The tag line for the ad is “Because we want to carry our world with us.” Which just makes me think of the bubble people are always talking about. Ever since I’ve been planning to come to Delhi I have been told how important it is to have a bubble and how difficult it is to survive here without one. That basically means having lots of money, perhaps a salary in foreign currency and an air-conditioned car and driver. But bubble or no bubble, somethings are just not possible here, not matter how arctic your air-conditioning or how much money you earn. And so the idea that one could possibly take off in a car and have a quiet time with someone in some corner of an Indian city just makes me infuriated.
The other ad that bothers me a lot is one that insists that mothers who truly care for their kids will only buy milk in a carton (as opposed to getting it from the dairy in a container of their own, which many people still do). The first time I saw that ad, I had a vision of the entire population of India drinking milk from cartons and then going to some place like Ranikhet and tossing the empty cartons down a hill. Imagine: A billion people, a billion cartons. Where could they all go?

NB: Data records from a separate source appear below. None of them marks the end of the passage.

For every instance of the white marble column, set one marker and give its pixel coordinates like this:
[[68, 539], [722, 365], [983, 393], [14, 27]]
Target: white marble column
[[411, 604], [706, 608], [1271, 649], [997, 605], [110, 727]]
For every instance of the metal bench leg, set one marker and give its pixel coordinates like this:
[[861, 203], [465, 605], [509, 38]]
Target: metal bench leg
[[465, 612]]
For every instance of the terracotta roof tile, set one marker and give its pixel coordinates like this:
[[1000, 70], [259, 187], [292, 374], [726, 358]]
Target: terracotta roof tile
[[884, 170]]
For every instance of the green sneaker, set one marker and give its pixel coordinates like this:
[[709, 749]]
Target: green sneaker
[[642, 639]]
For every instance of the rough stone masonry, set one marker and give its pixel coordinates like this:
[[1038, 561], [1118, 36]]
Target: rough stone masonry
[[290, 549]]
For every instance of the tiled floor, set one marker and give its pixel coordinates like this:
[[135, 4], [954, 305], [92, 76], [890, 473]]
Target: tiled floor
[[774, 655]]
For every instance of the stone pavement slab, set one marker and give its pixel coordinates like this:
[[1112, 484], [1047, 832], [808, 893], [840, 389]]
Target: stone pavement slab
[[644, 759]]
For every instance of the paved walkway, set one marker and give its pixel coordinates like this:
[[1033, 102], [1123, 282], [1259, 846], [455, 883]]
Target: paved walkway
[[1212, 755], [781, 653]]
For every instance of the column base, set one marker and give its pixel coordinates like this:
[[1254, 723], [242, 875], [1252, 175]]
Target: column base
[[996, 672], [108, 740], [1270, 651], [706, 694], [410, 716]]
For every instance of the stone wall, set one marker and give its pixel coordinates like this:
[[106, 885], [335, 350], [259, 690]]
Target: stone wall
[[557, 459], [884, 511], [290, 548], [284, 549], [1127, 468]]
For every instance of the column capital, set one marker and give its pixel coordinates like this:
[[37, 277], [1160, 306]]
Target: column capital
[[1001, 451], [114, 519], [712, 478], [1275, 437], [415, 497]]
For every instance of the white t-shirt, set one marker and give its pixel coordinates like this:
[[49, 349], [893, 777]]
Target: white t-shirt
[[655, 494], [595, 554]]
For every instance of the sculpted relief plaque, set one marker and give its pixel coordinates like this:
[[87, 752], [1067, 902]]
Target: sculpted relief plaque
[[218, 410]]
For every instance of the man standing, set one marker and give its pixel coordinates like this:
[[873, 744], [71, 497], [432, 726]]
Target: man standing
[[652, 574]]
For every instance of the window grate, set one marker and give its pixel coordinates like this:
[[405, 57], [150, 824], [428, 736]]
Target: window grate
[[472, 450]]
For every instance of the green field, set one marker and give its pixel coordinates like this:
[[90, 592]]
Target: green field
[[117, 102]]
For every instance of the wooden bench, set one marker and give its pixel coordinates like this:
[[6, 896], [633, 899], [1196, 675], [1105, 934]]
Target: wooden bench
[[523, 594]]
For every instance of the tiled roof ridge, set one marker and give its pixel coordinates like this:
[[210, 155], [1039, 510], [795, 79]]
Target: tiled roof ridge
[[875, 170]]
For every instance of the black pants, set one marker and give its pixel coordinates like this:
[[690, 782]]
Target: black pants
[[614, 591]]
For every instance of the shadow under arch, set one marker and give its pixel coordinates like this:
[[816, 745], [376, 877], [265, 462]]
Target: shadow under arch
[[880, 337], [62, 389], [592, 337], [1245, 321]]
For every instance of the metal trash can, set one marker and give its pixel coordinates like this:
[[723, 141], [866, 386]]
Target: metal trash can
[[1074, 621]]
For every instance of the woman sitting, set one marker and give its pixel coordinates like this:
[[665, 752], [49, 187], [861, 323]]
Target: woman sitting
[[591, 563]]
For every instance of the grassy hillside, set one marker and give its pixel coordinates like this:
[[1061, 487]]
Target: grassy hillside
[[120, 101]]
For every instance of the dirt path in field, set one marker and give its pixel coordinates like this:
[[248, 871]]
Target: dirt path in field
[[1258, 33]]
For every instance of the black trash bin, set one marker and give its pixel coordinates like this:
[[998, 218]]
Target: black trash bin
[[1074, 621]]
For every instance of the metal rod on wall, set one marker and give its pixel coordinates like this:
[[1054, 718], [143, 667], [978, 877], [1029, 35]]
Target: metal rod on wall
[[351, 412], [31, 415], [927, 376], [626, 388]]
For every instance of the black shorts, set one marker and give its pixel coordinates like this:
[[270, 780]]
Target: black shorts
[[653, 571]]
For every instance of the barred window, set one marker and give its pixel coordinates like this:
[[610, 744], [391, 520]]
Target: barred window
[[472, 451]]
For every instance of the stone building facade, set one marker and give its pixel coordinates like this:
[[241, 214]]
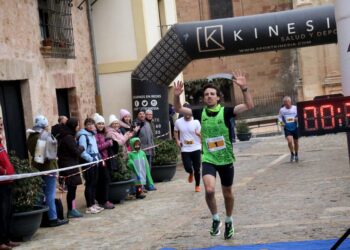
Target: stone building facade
[[302, 73], [39, 80]]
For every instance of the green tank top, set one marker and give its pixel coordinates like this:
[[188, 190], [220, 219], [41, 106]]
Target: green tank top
[[216, 143]]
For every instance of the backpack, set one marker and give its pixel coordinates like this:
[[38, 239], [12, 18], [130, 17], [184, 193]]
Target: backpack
[[46, 148]]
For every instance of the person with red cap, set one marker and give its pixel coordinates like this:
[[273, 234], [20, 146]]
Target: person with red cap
[[6, 168]]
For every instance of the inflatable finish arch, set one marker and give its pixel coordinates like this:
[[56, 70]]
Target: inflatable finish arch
[[223, 37]]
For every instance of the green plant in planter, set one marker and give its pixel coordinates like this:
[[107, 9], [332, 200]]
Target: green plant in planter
[[26, 192], [122, 173], [242, 127], [166, 153]]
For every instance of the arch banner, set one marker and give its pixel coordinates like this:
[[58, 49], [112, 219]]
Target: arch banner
[[233, 36]]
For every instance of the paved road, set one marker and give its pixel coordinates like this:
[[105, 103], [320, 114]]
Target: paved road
[[275, 201]]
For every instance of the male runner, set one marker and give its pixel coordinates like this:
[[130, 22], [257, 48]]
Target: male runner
[[187, 136], [288, 118], [217, 153]]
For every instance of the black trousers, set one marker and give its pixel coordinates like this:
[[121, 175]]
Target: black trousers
[[192, 163], [104, 179], [5, 213], [91, 178], [72, 190]]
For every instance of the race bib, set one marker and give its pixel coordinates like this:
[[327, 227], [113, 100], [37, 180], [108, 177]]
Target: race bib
[[188, 142], [290, 119], [216, 143]]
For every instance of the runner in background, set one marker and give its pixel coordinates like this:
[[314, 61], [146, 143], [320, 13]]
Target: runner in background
[[288, 118], [187, 136]]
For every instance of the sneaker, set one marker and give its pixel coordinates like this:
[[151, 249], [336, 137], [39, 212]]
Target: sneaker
[[215, 228], [92, 210], [97, 207], [140, 196], [74, 214], [292, 157], [5, 247], [229, 230], [151, 188], [190, 178], [108, 205], [63, 188], [58, 222]]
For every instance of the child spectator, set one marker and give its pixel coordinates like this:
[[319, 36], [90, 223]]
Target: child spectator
[[68, 155], [86, 138], [103, 143], [138, 164]]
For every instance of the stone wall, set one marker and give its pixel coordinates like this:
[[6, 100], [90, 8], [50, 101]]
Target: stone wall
[[21, 59], [269, 72], [319, 66]]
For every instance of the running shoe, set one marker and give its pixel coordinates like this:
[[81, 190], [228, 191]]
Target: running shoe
[[215, 228], [74, 214], [229, 230], [97, 207], [151, 188], [108, 205], [190, 178], [292, 157], [92, 210]]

It’s very hard to live in a place where you see every day that really is no “away” to throw things away to, without starting to feel apocalyptic about the environment. I wonder if it would do any good to write to the milk company and ask if it has any plans for all those cartons when they’re empty.
And some thoughts on spirituality
I’m starting to understand that India is a actually a very spiritual place, or rather a place that induces a form of spiritual thinking. Or at least meditative thinking. Whenever I’ve traveled outside of India, people have always asked me if India was a spiritual place and over the years I’ve given different answers. Most recently, I used to tell people, no, not at all, because it seemed to me that all anyone I knew was interested in was buying things or being a model.
But being here necessitates the ability to shut out things, sometimes in a way that comes very close to what, if you were doing it on purpose, could be called meditation. When it’s hot and the electricity goes, and the warm, still afternoon magnifies the buzzing of flies into an oppressive hum, the discomfort is so very extreme that you have to beat a retreat. But the only place left to seek a refuge is in some cool, dark recess inside yourself. It’s like trying to trick yourself into feeling that moment so very intensely that you experience a sort of vertigo, and the physical reality itself drops away.
At other times, plagued by other discomforts, whether visual, olfactory and auditory, you find yourself learning how to let your mind slide around things and develop only a dim awareness of some of them – just enough to know that you must walk around that clearly human turd, but not enough to let yourself note its size, shape or smell, or wonder how it came to be on the pavement where you’re walking. These are not very good skills for a journalist, I admit, but in India I find there there are many occasions when it is better to see things and not really see them at the same time, to hear them and not hear them. Slide around them, elude them.
And an explanatory note
I am trying to write a little bit everyday, but I'm not managing to get online everyday. For both local and global (PC-Mac compatibility problems) reasons. Sufffice it to say, that makes it a little bit hard to keep an online journal. But I think I'm more likely to write about being here if I think that my friends who are comfortably ensconced in America are getting some little enjoyment (but not schadenfreude I hope) out of my travails. So I am going to try to continue with this online journal in spite of the fact that it is very far from "real-time." But if there are large gaps in new material, and then lots of stuff at once, that's why.